Bob Sadino (Lampung, 9 Maret
1933), atau akrab dipanggil om Bob, adalah seorang pengusaha asal Indonesia
yang berbisnis di bidang pangan dan peternakan. Ia adalah pemilik dari jaringan
usaha Kemfood dan Kemchick. Dalam banyak kesempatan, ia sering terlihat
menggunakan kemeja lengan pendek dan celana pendek yang menjadi ciri khasnya.

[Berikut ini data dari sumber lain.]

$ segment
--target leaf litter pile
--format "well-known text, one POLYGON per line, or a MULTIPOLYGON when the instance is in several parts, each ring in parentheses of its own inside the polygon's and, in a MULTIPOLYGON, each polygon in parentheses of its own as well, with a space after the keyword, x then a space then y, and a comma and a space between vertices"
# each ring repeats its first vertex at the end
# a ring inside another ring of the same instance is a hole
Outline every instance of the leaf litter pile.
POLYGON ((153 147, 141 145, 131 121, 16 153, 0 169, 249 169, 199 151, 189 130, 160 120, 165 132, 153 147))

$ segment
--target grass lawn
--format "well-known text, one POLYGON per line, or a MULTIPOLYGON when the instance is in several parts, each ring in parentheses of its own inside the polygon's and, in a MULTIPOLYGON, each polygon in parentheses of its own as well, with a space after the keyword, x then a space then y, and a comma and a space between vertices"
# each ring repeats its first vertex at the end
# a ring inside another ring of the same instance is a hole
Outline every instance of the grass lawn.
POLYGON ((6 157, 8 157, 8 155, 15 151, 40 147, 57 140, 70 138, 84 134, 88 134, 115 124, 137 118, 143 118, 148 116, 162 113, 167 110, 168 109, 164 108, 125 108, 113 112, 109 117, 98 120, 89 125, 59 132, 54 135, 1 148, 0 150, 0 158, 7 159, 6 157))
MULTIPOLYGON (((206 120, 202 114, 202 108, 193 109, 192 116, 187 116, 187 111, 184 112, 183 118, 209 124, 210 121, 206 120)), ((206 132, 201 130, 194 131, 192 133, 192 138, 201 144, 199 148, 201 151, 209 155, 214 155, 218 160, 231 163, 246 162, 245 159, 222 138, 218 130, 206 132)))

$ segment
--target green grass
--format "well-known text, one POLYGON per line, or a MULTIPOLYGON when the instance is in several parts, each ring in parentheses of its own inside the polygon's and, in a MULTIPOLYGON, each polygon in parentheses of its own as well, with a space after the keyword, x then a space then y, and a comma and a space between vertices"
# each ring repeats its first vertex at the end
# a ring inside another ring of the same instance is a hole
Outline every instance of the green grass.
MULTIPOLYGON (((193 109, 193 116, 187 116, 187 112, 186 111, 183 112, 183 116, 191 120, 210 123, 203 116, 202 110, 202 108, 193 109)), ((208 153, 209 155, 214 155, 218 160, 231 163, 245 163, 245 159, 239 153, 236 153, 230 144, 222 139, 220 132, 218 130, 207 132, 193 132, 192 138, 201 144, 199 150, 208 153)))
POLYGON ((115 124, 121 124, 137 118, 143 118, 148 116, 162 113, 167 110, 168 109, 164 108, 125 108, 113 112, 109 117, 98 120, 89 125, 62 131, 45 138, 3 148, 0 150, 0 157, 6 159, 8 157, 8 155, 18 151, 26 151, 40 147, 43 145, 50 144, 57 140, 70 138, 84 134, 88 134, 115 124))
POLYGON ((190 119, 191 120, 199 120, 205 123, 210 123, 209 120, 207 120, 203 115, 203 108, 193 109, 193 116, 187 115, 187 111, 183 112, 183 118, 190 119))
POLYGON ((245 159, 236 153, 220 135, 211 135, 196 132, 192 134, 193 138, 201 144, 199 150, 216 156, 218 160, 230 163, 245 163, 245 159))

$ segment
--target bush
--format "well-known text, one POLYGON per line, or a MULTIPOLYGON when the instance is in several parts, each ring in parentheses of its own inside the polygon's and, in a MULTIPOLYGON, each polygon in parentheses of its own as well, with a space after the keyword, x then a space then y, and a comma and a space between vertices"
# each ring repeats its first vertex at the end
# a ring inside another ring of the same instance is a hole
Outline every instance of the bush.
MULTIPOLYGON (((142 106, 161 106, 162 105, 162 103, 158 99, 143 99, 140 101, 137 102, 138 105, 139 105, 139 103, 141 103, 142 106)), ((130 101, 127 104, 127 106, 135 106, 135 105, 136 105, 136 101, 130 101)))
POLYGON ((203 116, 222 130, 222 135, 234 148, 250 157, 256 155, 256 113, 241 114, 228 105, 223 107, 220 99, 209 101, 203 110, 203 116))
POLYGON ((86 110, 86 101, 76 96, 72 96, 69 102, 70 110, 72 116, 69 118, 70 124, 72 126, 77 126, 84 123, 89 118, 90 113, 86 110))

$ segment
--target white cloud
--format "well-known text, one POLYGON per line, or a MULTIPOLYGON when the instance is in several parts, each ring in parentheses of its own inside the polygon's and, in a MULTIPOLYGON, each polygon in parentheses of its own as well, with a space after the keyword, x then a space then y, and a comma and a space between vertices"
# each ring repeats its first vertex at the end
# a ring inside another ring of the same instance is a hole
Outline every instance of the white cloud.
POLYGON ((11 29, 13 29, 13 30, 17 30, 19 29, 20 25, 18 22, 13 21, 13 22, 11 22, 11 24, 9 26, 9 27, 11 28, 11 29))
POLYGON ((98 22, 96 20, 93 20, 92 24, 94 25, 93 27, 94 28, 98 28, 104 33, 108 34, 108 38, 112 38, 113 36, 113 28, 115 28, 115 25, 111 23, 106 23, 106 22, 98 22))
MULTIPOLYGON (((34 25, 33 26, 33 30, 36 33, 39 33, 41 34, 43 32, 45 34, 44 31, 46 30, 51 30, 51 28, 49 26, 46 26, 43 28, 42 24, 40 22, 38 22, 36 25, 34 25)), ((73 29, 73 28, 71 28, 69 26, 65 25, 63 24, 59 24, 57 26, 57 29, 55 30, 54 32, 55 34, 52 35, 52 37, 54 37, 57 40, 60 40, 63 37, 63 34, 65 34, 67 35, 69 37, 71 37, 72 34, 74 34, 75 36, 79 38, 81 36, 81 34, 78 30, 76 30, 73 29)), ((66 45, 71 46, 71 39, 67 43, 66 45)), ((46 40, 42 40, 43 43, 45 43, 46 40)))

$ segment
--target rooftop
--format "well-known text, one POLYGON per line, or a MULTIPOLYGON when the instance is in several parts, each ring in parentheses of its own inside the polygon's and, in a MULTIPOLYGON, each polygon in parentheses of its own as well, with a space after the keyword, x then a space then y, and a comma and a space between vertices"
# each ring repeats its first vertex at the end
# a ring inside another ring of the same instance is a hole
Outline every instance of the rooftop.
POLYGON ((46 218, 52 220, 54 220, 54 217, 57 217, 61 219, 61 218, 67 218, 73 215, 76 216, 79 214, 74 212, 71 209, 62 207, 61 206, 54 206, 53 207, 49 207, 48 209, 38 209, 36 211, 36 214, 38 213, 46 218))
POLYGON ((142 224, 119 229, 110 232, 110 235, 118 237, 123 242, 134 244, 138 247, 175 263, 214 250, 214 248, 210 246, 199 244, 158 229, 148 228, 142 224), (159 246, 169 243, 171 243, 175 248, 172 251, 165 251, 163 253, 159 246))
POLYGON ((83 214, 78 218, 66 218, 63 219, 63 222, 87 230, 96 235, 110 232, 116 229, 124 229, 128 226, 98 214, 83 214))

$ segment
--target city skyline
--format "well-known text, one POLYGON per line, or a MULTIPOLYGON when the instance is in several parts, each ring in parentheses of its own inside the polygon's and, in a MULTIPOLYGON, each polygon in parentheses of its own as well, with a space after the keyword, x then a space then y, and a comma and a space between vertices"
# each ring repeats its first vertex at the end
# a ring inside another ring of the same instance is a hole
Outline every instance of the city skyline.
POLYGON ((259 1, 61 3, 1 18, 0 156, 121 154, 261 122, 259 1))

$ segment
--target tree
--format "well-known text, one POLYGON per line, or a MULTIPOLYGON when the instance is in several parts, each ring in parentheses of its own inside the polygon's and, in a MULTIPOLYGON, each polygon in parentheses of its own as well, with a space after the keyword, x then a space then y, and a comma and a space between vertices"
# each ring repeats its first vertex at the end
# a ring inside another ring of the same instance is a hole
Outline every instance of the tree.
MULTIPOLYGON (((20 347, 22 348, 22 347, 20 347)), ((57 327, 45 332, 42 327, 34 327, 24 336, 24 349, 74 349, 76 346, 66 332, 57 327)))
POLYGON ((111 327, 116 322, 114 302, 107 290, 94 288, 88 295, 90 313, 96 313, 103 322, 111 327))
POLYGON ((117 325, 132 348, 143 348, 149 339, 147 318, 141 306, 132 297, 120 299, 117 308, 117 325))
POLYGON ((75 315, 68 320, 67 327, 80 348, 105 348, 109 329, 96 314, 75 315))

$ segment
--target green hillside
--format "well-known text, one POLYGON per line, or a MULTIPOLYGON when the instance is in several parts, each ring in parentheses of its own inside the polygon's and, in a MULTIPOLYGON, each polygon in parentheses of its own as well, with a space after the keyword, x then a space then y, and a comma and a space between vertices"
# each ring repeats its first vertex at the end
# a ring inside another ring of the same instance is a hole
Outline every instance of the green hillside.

Bob Sadino lahir dari sebuah keluarga yang hidup berkecukupan. Ia adalah anak
bungsu dari lima bersaudara. Sewaktu orang tuanya meninggal, Bob yang ketika
itu berumur 19 tahun mewarisi seluruh harta kekayaan keluarganya karena saudara
kandungnya yang lain sudah dianggap hidup mapan.
Bob kemudian menghabiskan
sebagian hartanya untuk berkeliling dunia. Dalam perjalanannya itu, ia singgah
di
Belanda dan menetap selama kurang lebih 9 tahun. Di sana, ia bekerja di
Djakarta Lylod di kota Amsterdam dan juga di Hamburg, Jerman. Ketika tinggal di
Belanda itu, Bob bertemu dengan pasangan hidupnya, Soelami Soejoed.
Pada tahun 1967, Bob dan keluarga
kembali ke Indonesia. Ia membawa serta 2 Mercedes miliknya, buatan tahun
1960-an. Salah satunya ia jual untuk membeli sebidang tanah di Kemang, Jakarta
Selatan sementara yang lain tetap ia simpan. Setelah beberapa lama tinggal dan
hidup di Indonesia, Bob memutuskan untuk keluar dari pekerjaannya karena ia
memiliki tekad untuk bekerja secara mandiri.
Pekerjaan pertama yang
dilakoninya setelah keluar dari perusahaan adalah menyewakan mobil Mercedes
yang ia miliki, ia sendiri yang menjadi sopirnya. Namun sayang, suatu ketika ia
mendapatkan kecelakaan yang mengakibatkan mobilnya rusak parah. Karena tak
punya uang untuk memperbaikinya, Bob beralih pekerjaan menjadi tukang batu.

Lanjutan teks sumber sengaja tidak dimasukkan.